At major championships, the women's equivalent of the decathlon is the seven-event heptathlon; prior to 1980 it was the five-event pentathlon.
Women's disciplines differ from men's in the same way as for standalone events: the shot, discus and javelin weigh less, and the sprint hurdles uses lower hurdles over 100 m rather than 110 m. The points tables used are the same as for the heptathlon in the shared events.
The schedule of events differs from the men's decathlon, with the field events switched between day one and day two; this is to avoid scheduling conflicts when men's and women's decathlon competitions take place simultaneously.
Although the women’s ten-event decathlon has been an official “IAAF” event since 2004, it has not yet replaced the seven-event heptathlon at Olympic Games and World Championships.
The first world record in the women's decathlon was recognized by the IAAF in 2004.
Marie Collonvillé (FRA) was the first-ever IAAF-recognised world record holder in the women's decathlon; the event was officially recognised from 1 January 2005, and her mark of 8160 points set in Talence on 26 September 2004 was broken by Austra Skujytė on 15 April 2005.
Austra Skujytė is a Lithuanian athlete, competing in both the heptathlon and the decathlon.
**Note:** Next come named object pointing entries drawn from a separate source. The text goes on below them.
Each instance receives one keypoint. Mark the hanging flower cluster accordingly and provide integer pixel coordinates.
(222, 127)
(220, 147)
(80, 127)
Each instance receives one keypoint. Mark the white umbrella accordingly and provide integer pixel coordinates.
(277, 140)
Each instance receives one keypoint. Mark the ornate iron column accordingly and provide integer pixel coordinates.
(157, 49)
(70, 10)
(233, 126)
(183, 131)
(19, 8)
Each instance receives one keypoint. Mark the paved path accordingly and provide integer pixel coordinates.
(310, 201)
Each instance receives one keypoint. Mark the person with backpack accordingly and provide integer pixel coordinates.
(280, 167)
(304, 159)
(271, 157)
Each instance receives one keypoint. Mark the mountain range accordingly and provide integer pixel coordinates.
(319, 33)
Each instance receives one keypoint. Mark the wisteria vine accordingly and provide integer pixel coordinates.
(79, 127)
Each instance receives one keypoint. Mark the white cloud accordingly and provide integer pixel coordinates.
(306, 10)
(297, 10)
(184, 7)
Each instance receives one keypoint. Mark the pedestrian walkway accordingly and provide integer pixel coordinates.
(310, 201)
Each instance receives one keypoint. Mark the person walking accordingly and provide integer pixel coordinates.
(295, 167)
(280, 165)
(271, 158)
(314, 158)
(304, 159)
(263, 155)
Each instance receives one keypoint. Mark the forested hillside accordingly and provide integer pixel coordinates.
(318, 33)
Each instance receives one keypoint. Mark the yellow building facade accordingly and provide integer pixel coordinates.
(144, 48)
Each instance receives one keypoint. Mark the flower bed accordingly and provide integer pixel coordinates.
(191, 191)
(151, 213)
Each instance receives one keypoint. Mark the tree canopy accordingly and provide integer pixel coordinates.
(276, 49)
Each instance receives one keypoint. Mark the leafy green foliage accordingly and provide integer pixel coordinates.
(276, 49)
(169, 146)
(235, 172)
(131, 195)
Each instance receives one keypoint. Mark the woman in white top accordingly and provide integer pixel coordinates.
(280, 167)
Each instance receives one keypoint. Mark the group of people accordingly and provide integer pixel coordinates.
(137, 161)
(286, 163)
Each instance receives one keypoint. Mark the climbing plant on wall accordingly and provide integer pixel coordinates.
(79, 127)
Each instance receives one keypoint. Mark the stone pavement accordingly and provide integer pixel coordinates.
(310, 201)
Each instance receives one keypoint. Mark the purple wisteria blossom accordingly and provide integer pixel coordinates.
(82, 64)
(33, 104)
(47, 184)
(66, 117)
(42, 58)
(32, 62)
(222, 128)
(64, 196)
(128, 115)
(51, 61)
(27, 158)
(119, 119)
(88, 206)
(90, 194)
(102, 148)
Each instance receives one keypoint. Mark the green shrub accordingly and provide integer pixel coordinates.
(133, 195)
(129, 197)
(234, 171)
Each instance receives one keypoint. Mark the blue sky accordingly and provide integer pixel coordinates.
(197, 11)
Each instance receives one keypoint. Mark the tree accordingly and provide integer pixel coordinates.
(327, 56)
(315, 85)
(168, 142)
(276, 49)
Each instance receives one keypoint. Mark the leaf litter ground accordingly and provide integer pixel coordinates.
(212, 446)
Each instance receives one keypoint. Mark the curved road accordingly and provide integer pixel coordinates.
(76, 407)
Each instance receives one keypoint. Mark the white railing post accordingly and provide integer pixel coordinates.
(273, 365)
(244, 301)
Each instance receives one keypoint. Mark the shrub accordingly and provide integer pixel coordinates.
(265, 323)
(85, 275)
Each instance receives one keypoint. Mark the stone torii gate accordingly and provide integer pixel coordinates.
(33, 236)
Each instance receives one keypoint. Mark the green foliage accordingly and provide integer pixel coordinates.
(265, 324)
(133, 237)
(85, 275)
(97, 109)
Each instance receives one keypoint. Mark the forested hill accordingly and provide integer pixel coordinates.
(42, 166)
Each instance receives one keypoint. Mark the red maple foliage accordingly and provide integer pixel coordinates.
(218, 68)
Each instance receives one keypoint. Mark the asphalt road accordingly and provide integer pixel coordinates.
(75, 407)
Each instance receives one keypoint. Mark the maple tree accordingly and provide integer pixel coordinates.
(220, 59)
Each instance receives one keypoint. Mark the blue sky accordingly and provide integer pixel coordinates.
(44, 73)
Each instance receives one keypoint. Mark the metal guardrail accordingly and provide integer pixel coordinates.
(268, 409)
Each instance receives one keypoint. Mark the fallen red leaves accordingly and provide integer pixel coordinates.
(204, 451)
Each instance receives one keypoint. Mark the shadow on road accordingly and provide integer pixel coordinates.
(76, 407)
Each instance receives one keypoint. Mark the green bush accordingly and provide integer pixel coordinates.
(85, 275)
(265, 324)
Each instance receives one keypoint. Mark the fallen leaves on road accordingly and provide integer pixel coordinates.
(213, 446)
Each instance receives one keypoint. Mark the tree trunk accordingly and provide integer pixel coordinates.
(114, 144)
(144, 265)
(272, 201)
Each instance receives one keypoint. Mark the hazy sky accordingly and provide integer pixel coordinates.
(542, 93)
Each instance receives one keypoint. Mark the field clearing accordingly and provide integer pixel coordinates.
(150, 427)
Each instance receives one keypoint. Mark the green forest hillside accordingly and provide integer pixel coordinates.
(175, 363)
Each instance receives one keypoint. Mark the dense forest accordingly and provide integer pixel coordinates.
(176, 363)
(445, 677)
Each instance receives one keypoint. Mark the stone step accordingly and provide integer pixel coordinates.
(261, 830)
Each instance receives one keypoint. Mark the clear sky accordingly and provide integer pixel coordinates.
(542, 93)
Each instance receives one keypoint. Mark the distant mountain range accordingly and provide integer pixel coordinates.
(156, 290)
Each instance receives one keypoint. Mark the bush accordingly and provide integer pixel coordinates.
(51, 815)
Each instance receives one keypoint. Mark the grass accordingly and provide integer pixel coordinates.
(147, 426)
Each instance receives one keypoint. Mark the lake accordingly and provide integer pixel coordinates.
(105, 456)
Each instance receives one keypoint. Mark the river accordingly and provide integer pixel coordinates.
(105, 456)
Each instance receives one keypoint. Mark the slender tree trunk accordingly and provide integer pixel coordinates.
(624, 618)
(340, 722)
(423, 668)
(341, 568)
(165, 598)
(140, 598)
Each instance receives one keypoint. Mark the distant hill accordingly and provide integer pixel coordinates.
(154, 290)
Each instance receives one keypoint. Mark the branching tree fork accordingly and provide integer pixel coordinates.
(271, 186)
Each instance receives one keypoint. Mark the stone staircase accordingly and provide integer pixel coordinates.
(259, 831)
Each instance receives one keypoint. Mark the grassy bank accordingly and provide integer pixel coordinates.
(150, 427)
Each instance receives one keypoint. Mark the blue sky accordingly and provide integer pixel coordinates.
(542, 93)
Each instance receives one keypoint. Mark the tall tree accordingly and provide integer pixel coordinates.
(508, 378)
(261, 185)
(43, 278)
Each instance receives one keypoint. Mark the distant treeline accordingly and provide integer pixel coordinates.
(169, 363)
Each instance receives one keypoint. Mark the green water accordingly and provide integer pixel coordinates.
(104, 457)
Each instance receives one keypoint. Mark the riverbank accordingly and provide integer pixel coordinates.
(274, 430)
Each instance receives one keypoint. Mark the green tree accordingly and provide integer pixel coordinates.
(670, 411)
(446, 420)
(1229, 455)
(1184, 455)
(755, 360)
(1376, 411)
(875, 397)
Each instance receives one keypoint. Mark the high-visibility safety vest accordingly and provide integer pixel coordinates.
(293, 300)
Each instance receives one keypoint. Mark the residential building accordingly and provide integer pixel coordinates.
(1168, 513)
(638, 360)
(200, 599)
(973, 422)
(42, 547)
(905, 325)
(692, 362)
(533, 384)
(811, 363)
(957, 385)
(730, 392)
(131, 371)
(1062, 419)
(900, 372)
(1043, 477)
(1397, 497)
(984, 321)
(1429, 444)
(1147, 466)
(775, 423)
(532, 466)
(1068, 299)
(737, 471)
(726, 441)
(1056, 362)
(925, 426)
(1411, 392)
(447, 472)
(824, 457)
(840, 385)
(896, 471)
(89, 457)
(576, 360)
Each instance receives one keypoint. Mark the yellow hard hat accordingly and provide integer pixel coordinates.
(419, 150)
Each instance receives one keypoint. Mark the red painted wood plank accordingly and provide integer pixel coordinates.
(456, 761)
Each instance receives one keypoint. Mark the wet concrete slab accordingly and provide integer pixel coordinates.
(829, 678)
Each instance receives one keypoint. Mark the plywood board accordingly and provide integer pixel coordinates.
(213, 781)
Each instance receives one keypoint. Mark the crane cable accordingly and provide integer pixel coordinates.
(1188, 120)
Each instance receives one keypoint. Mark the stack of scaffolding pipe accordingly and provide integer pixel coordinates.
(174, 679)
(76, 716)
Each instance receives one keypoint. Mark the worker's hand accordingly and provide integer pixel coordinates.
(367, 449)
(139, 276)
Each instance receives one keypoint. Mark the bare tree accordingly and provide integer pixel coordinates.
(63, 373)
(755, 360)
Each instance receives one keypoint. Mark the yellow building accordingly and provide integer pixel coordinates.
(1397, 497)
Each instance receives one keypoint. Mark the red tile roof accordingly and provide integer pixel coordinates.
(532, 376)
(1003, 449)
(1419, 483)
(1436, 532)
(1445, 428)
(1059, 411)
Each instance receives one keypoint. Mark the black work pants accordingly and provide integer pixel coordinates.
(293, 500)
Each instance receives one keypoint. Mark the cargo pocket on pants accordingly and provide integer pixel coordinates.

On 15 April 2005 in Columbia, Missouri, she broke the women's decathlon world record, with a score of 8358. Skujytė's individual performances were as follows: 100 m – 12,49 sec; long jump – 6.12 m; shot put – 16.42 m; high jump – 1.78 m; 400 m – 57,19 sec; 100 m hurdles – 14,22 sec; discus – 46.19 m; pole vault – 3.10 m; javelin – 48.78 m; 1500 m, 5.15,86 sec.